Fabio Pipinato, presidente di Ipsia Trento, è appena tornato dal Mali, dove ha incontrato alcuni mediatori di pace: “L’attentato di oggi rade al suolo l’accordo che si stava faticosamente raggiungendo”, dice a Mondo e Missione.
“Dall’aeroporto all’hotel ho dovuto passare tre posti di blocco, però fino ad oggi c’era molta speranza per i risultati raggiunti dai mediatori di pace”. A parlare è Fabio Pipinato, presidente della ong italiana Ipsia del Trentino. Fino a 10 giorni fa era a Bamako, in Mali dove è in corso l’attentato all’hotel Radisson Blue, con 170 ostaggi nelle mani degli jihadisti.

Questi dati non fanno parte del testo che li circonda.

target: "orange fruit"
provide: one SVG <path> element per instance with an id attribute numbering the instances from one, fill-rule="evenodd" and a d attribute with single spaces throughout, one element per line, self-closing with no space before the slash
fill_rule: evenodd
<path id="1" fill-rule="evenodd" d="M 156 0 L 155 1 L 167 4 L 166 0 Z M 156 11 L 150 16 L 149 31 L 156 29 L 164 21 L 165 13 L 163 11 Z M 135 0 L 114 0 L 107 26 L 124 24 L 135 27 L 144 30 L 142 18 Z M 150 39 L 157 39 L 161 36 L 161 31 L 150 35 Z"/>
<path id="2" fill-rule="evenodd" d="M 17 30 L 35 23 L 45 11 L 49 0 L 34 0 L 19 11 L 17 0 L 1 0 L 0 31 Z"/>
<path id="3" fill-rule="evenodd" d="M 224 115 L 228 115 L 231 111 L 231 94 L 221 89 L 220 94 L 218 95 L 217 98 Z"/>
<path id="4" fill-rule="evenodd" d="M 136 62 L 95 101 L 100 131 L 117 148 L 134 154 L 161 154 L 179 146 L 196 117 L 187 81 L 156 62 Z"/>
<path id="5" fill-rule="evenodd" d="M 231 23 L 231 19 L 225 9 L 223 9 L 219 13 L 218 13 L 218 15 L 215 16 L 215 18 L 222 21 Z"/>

In Mali Pipinato è andato per verificare la fattibilità di un progetto in cooperazione con un’associazione locale. L’idea è costruire in una città del nord del Paese un “Hotel della pace”, un centro dove possano alloggiare e studiare insieme ragazzi di diverse etnie. Considerando quanto sta accadendo in queste ore in Mali, ora più che un progetto sembra un sogno.
A Bamako il cooperante italiano, che è anche giornalista, è riuscito a incontrare il mediatore incaricato dal governo per l’accordo di pace, Sidi Brahim Ould Sidati. “Quando l’ho intervistato era positivo sui risultati raggiunti” racconta Pipinato. “Era riuscito a far sedere al tavolo i diversi rappresentanti dei gruppi che stanno combattendo per il potere e il controllo del territorio, compresi alcuni gruppi jihadisti. Aveva lasciato però fuori dalle trattative l’Isis: una scelta molto coraggiosa che gli aveva cambiato la vita, infatti era iper-protetto dalle scorte delle Nazioni Unite. Nell’accordo aveva compreso i gruppi jihadisti che però non seguivano l’Isis e tutte le famiglie tuareg, cercando di creare una spaccatura nel fronte del fondamentalismo islamico. Ciò che è successo oggi manda all’aria tutto”.
“Ho notato che l’ambasciata francese era iper-protetta” continua Pipinato, “la strada per arrivarci era presidiata e si poteva percorrere in una sola direzione. “La Francia era coinvolta nell’accordo di pace, insieme agli Stati Uniti. Era stata un’altra mossa azzeccata di Sidi Brahim Ould Sidati, in un’Africa divisa fra anglofonia e francofonia, con le rispettive influenze, aveva capito che per arrivare alla pace era necessario chiamare al tavolo tutti gli steakeholders, tenendo conto anche degli interessi economici nei confronti dell’oro e del petrolio nel Paese. È stata una modalità molto intelligente per rispondere nei fatti alle rivendicazioni da parte delle popolazioni locali, che non hanno la capacità di estrarre le risorse ma le hanno nel proprio sottosuolo”.
“Nel Paese si respirava un clima positivo, di speranza per la pace” afferma Pipinato, “però Sidi Brahim Ould Sidati mi aveva confidato di essere preoccupato per tutto l’odio seminato nel Paese e perché c’erano ancora un paio di Imam che predicavano la guerra santa. Bisogna rilevare però che in Mali ci sono centinaia di Imam che predicano la pace, nella lettura che si fa dei fatti in questi giorni questo non viene abbastanza sottolineato”.
A dare un grande contributo nel percorso verso l’accordo di pace sono stati i dogon, un’altra popolazione del Mali imparentata con i tuareg. “Io stesso ho potuto incontrare il mediatore dell’accordo grazie al segretario della nostra associazione partner, Gyruram, che è anche nipote di un importante capo dogon” afferma Pipinato. “Sono diverse le forze che stanno lavorando per riportare la pace in Mali”.
Ora c’è solo da sperare che non si debba ripartire da zero. E che progetti come l’Hotel per la pace possano diventare realtà.
Nella foto in copertina: Pipinato insieme ad alcuni tuareg coinvolti nelle trattative.